On your “my perfect day” Note, make a bucket list of all the things you would do on YOUR perfect day. Before you do, close your eyes and visualize yourself going through that day in the most delighted state imaginable. Elizabeth Gilbert shared an exercise for this on her podcast, where you close your eyes and visualize the most beautiful setting you can imagine, your favorite scent, the most delightful enjoyable sound, and the most cozy and satisfying fabric on your skin. For me, I’m at the beach viewing beautiful vistas at sunrise, listening to the waves crashing and the sound of birds, wearing my favorite fleece robe and smelling the aroma of my favorite coffee. When I did this exercise, it helped me know that being outdoors, enjoying coffee and watching the sunrise belong on that perfect day list. Close your eyes and go through each of your five senses and include the five things that come to your mind.

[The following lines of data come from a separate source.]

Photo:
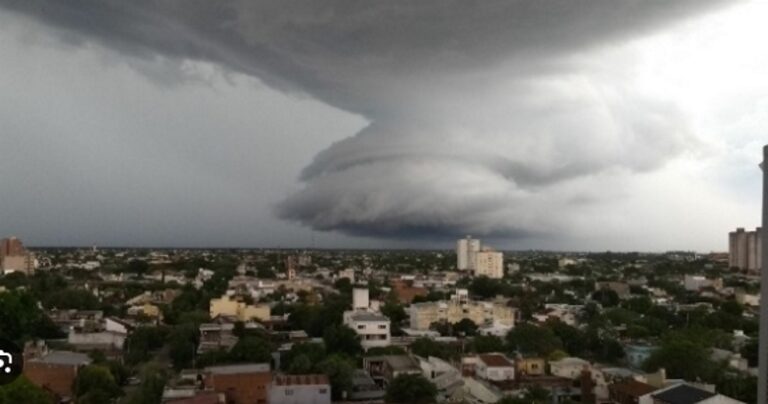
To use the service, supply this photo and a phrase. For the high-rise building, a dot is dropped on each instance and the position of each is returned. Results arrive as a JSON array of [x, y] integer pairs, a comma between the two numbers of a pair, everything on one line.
[[466, 249], [489, 263], [14, 258], [745, 249], [762, 378]]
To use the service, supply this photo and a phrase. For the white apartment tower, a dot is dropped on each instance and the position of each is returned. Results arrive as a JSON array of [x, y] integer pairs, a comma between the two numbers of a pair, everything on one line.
[[762, 378], [489, 263], [466, 249], [745, 249]]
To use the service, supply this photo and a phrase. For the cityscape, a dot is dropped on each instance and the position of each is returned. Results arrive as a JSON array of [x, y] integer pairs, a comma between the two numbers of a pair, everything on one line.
[[393, 202]]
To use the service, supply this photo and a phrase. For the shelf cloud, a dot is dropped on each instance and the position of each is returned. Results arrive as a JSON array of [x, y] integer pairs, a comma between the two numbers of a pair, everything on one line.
[[484, 117]]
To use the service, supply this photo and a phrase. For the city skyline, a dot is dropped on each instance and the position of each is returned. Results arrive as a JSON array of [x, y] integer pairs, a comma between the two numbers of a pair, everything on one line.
[[640, 136]]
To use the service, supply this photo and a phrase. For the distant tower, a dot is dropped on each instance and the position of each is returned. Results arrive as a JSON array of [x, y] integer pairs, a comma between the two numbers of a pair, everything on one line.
[[762, 379], [466, 249], [360, 299], [290, 267]]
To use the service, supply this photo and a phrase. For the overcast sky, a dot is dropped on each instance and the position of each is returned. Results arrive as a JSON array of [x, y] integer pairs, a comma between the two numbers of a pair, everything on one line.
[[557, 124]]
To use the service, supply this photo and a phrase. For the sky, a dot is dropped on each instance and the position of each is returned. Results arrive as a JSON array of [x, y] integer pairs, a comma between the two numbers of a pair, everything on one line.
[[593, 125]]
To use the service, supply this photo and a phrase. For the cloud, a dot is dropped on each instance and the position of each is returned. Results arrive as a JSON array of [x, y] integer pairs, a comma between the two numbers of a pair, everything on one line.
[[486, 117]]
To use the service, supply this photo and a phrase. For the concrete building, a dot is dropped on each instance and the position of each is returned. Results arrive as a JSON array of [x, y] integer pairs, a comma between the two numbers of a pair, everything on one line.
[[745, 249], [226, 306], [373, 328], [466, 249], [762, 378], [300, 389], [489, 263], [494, 367], [14, 258], [246, 383], [56, 371], [360, 299], [459, 308]]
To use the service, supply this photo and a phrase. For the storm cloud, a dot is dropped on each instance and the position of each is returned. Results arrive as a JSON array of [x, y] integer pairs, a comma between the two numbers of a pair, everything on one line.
[[485, 117]]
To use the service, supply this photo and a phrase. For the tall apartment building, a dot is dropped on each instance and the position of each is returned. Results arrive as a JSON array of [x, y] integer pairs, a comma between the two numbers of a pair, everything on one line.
[[458, 308], [14, 258], [489, 263], [745, 249]]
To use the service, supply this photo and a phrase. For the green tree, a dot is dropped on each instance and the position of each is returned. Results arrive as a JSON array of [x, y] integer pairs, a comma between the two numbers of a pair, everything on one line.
[[489, 343], [528, 338], [94, 384], [22, 390], [153, 378], [251, 349], [465, 327], [340, 338], [339, 370], [409, 388]]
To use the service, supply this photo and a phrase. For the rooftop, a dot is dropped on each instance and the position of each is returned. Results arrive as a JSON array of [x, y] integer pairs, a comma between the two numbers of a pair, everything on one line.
[[235, 369], [295, 380], [495, 360], [682, 394], [63, 358]]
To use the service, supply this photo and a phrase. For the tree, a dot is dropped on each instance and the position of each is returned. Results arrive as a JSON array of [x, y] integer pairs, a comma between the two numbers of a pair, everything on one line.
[[303, 358], [606, 297], [527, 338], [183, 345], [465, 327], [339, 370], [410, 388], [340, 338], [153, 379], [95, 384], [489, 343], [139, 267], [251, 349], [22, 390]]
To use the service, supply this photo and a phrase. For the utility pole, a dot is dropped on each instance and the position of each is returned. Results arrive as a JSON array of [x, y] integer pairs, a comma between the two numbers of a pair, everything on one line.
[[762, 379]]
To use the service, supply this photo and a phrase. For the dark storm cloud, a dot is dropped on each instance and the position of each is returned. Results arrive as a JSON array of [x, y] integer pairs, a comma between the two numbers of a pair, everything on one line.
[[486, 117]]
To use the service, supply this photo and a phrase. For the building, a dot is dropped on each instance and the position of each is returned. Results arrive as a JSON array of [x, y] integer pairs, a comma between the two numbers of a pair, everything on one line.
[[459, 308], [687, 394], [56, 371], [360, 299], [745, 249], [225, 306], [14, 258], [373, 328], [383, 369], [300, 389], [494, 367], [489, 263], [466, 249], [762, 378], [246, 383]]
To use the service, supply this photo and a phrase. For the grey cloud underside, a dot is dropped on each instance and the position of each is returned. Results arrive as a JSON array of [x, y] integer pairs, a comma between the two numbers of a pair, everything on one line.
[[484, 114]]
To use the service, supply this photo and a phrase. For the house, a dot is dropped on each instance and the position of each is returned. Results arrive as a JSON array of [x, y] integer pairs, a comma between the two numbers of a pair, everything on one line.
[[246, 383], [684, 393], [383, 369], [459, 307], [300, 389], [629, 391], [56, 371], [494, 367], [530, 366], [373, 328], [225, 306], [569, 368]]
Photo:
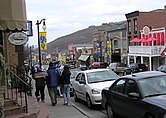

Another exercise that will help to design and plan your perfect day, is similar to creating a vision board. You open a blank Google slide and create a collage of images – things that you find are fun, that give you energy, or that are meaningful. Spend some time on this! Keep a tab open for this slide at all times so you can add to it and so that it’s always evolving. This exercise will help you to add other items to your perfect day list. Keeping a slide or list of the things that bring you joy will help you to be more intentional when you do take that day just for you. This helps make sure it isn’t wasted and that every second is spend on the things that make you happy!

Once you have a perfect day “bucket list” or Google slide vision board or both, don’t feel like you have to do all of the things, but instead use it as a way to be intentional and to inspire you. You will be excited the days and weeks leading up to your perfect day. It puts you in such a delightful planning state, trying to pick the exact activities that you think will bring you the most joy at that time. Become a perpetual LIST MAKER. Look over your Google slide, your bucket list, Notes on your phone and pick a few of those things, but always leave room for inspired action – to be spontaneous.

Your perfect day will include all of the things that bring you joy. Some ideas include going for a walk, treating yourself to your favorite coffee or smoothie, writing, yoga, sauna, have lunch with a friend, cast vision for your life, reading scriptures or positive quotes. Find quiet and solace in a bookstore or library and grab books filled with quotes and inspiration that fill your soul. You can also make sure on these days to schedule appointments that will make sure your body is as high functioning as it can be so that I will be strong and able bodied for your grandchildren and their children. Schedule an appointment with your therapist and at the chiropractor for these days. Healthy spine, healthy you. And seeing a therapist is what healthy people do. Seriously. It is so cathartic to feel truly heard and seen by someone. Lunch with your best friend can also serve this purpose.

When creating your list of things that bring your joy, be sure to incorporate visiting new places. It can be so inspiring to try new things and go on a short adventure. Go try that new restaurant for lunch that you’ve been dying to try. Anything life-giving. Outdoor walks. Time in the sunshine (vitamin D).

Consider what larger cities you live near. I live near Nashville, so love going to the zoo or Cheekwood or walking a trail at Radnor Lake, with NO TIME PRESSURE. I love simple things like going to Target at a time when it isn’t crowded or busy and I can linger on each aisle as long as I like (in particular I love the “good Target’) and Trader Joes on White Bridge Road in Nashville. I love Raising Cane’s. I love lattes and flat whites.

What does your perfect day look like? What aspects of designing a perfect day struck a chord with you? I hope this dive into designing your perfect day has inspired you to consider your own. Do you take days like this for yourself? What could you start putting into place so that you could incorporate days like this into your life? Do you see the value in it? Can you visualize it? Making lists of things that spark joy for you is a great place to start. Be intentional about scheduling days like this for yourself. Block them off on your calendar and stick to it. You will be so glad that you did.